Seulement, très vite on n’y comprend rien : extraits, commentaires et citations résistent à l’identification, semblent aléatoires, et on n’ose pas y demander son chemin. Le péché de l’ouvrage est originel à l’objet qu’il se propose d’exposer : seuls ceux qui en sont liront et, peut-être, comprendront. Au hasard : « II/Seconde base du travail : / le patrimoine de la poésie en chair et en os : / - l’Aurignacien supérieur / (pour le beaucoup qu’on en devine). / Ces deux doigts que l’on trouve réunis en forme de vulve pour porter dans les jeunes religions barbares… » Ce en quoi il exemplifie, bien plus qu’il n’explique.

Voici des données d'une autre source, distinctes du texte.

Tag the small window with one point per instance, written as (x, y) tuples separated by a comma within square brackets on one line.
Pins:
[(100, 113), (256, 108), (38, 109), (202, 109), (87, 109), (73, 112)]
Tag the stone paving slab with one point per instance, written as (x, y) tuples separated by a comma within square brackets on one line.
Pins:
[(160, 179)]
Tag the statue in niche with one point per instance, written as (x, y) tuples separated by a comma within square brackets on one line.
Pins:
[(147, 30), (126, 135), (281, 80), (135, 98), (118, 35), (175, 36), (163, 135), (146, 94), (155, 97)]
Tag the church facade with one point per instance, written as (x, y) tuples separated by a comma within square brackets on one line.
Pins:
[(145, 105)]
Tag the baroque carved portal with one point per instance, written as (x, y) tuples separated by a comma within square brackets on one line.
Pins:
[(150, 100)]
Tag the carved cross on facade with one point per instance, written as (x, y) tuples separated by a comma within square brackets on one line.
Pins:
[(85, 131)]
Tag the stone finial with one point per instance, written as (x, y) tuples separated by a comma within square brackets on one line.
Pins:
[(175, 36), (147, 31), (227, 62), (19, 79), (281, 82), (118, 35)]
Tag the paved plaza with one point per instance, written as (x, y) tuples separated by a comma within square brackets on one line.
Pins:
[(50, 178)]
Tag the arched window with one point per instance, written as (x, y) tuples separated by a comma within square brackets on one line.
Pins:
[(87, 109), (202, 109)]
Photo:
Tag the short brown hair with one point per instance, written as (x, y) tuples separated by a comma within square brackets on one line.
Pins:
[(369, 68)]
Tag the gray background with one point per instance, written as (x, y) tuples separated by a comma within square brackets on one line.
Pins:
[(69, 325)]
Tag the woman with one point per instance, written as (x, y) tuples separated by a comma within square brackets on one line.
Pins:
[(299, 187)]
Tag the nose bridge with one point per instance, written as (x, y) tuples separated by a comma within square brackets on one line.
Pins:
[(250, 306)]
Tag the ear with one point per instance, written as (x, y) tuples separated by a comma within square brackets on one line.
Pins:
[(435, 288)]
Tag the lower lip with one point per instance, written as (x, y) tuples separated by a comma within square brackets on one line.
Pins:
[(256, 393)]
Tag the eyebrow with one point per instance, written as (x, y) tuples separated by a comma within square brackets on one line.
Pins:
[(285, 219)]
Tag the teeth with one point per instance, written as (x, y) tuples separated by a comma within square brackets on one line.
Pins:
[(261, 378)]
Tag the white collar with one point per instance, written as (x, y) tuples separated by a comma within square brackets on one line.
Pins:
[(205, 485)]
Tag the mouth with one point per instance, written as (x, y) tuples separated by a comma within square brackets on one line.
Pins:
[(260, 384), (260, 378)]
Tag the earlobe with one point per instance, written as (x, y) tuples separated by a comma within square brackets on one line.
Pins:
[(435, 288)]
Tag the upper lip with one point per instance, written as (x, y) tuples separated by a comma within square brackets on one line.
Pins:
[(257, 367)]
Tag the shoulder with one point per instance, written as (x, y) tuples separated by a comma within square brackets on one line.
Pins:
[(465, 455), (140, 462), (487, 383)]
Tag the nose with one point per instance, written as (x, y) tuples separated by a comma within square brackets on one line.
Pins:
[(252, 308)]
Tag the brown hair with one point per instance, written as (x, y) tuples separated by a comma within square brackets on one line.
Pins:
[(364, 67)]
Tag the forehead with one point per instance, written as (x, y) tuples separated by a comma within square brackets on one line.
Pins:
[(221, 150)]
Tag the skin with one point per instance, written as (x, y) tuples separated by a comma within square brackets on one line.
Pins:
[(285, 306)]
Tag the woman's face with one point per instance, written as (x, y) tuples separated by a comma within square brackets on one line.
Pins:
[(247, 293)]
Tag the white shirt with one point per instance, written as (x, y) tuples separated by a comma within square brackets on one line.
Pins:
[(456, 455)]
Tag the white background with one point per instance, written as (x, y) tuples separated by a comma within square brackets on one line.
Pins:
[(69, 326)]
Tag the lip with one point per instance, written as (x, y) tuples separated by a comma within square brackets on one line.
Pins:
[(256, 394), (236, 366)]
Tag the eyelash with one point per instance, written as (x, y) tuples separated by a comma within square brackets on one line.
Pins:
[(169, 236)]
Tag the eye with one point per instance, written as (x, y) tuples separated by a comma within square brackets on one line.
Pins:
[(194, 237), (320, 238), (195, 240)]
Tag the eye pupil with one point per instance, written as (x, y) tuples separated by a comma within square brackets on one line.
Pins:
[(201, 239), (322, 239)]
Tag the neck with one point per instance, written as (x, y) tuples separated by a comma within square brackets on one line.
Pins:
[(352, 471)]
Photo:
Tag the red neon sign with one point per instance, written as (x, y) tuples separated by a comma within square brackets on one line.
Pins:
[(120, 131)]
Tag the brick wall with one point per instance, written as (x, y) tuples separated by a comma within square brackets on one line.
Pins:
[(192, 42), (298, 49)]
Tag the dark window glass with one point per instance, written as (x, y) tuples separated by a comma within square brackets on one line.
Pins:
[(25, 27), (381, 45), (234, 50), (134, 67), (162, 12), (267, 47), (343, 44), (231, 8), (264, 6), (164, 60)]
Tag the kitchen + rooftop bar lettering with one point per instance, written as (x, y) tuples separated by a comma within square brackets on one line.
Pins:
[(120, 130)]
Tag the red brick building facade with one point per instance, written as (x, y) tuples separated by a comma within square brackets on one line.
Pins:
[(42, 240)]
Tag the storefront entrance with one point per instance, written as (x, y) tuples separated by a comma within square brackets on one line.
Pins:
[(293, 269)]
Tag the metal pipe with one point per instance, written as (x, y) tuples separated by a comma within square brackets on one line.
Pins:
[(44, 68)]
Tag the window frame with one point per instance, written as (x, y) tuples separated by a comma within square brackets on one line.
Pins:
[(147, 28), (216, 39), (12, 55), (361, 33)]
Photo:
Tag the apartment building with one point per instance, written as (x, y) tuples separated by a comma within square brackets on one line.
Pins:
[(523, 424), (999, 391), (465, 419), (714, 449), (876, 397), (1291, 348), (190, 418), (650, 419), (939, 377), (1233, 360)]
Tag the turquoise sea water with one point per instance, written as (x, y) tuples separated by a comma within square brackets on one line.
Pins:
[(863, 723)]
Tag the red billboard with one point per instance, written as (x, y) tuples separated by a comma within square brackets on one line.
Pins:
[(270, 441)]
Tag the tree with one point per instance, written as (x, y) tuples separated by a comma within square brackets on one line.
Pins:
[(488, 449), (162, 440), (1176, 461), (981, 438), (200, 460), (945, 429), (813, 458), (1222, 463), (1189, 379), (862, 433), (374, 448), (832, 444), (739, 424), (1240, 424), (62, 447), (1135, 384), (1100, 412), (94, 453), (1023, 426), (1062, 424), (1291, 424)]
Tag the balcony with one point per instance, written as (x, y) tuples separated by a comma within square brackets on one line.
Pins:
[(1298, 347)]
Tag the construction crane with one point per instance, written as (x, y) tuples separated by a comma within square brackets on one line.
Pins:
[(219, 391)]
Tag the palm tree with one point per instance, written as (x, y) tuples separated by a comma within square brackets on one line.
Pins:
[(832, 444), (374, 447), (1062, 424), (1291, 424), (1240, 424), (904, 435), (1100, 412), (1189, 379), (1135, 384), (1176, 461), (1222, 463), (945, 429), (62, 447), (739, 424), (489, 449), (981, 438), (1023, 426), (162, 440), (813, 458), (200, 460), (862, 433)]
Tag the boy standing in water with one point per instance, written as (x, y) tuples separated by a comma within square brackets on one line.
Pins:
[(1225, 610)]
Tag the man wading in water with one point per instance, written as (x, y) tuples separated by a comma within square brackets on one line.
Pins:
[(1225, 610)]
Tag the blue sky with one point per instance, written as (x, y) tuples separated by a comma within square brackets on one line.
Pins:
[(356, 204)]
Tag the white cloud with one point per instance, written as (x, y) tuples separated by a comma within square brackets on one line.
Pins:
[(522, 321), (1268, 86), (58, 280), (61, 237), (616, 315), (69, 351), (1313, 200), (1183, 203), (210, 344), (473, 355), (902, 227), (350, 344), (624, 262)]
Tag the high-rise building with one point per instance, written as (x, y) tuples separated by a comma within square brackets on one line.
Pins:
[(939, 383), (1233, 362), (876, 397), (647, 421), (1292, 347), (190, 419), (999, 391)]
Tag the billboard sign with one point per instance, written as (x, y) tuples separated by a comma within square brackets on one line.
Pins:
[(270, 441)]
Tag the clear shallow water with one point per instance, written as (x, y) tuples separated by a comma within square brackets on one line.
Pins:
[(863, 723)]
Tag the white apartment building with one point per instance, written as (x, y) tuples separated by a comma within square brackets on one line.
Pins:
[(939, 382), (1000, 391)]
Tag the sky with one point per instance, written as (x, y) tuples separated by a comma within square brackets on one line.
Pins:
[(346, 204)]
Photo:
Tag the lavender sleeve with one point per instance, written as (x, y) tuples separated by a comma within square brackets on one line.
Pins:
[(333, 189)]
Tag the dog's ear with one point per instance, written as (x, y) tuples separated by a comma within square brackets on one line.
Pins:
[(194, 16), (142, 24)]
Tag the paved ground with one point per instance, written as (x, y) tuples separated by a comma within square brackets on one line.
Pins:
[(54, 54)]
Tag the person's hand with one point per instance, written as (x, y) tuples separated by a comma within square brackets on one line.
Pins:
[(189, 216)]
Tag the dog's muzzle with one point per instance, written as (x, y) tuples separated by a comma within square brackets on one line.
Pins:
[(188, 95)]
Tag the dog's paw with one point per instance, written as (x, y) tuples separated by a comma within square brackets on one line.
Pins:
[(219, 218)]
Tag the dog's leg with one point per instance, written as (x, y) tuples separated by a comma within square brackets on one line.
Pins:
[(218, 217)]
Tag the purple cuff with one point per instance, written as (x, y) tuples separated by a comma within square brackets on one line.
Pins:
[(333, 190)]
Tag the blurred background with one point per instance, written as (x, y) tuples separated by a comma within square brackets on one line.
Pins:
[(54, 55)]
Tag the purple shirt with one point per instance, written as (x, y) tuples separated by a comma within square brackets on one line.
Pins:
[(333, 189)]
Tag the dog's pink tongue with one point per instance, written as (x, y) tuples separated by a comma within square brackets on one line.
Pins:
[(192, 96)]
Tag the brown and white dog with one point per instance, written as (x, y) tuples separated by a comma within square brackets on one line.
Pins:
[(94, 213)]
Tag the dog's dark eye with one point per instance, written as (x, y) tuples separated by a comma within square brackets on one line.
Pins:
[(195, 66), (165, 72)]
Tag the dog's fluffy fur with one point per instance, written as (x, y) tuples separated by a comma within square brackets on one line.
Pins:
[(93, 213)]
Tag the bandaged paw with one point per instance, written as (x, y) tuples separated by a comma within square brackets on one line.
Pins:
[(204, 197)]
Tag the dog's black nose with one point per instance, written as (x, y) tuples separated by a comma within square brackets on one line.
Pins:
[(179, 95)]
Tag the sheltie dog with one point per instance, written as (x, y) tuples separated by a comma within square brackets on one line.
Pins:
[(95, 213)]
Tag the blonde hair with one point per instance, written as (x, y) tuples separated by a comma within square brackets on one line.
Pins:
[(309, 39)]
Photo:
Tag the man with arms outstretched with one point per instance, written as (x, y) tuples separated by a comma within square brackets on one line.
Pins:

On aimerait tant que Julien Blaine, et ceux dont il parle avec amour et foi, n’oublient pas le lecteur ; qu’ils quittent la peau hérissée de pratiques qui les isolent, au sein de cénacles formel, sonore, performant & Co. Que subversifs, iconoclastes, moqueurs, ils expérimentent et dérangent, mais qu’ils s’emparent d’un sens, ne serait-ce qu’en creux. Qu’ils s’opposent, au lieu d’y contribuer (ainsi : La vue, Elle veut / La vuellveut / La vulve) à l’étiolement, plus menaçant que jamais, de nos facultés vives. Qu’ils soient lisibles. Qu’ils soient poètes.
COURS MINIMAL SUR
LA POÉSIE CONTEMPORAINE
dE JULIEN BLAINE
Al Dante, 111 pages, 15 €
Poésie Cours minimal
janvier 2010 | Le Matricule des Anges n°109
| par
Marta Krol
Un livre
Cours minimal
Par
Marta Krol
Le Matricule des Anges n°109
, janvier 2010.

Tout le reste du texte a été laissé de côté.